There’s how it crip futurism could interrogate our discourse and there’s how it actually does—or mostly doesn’t. A good SFF story or novel with brilliantly delineated characters could not only show how ableism works but how/where/when it began; it could explore not only current ableist discourse but its origins. Mostly it doesn’t. Mostly it fails.

Pro tip: people are never One Giant Trait. We all have multiple identities. These identities influence each other. Crips can be queer or straight. POC or white. Good or Evil, smart or stupid, old or young and everything in between—especially the in-between. We’re just people. That’s what people are: all different stuff mixed up together, good and bad. Let’s get rid of these fucking binaries, all this either/or.

SFF is the most versatile of genres; it can do anything. It can create heterotopias wherein we can explore how it might be to operate in a realistic world that excludes oppression based on membership of maligned groups. If we can imagine how life could be, we can work towards it happening. Tattoo this on your forehead: well-written fiction creates narrative empathy for the Other. It can norm the Other. We all need to see ourselves in story’s mirror. We need to hear our own stories, know we’re not alone. SFF with beautifully and interestingly delineated crip characters who are just ordinary people can change the world.
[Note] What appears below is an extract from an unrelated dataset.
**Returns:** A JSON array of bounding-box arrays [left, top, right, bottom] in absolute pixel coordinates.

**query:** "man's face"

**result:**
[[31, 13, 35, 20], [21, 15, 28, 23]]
Technology will alter physical traits. It might also allow some of us who might have died to live. The net result is that I doubt there’ll be fewer physical impairments and/or neuro. diversity in the future. But as disability for me is about how the non-disabled treat/accommodate those of us who are impaired, what I want to change is attitude. For that, we don’t need magic or technology, we need to change people, one reader at a time. To do that we must norm the Other. To do that we have to write #ownvoices stories!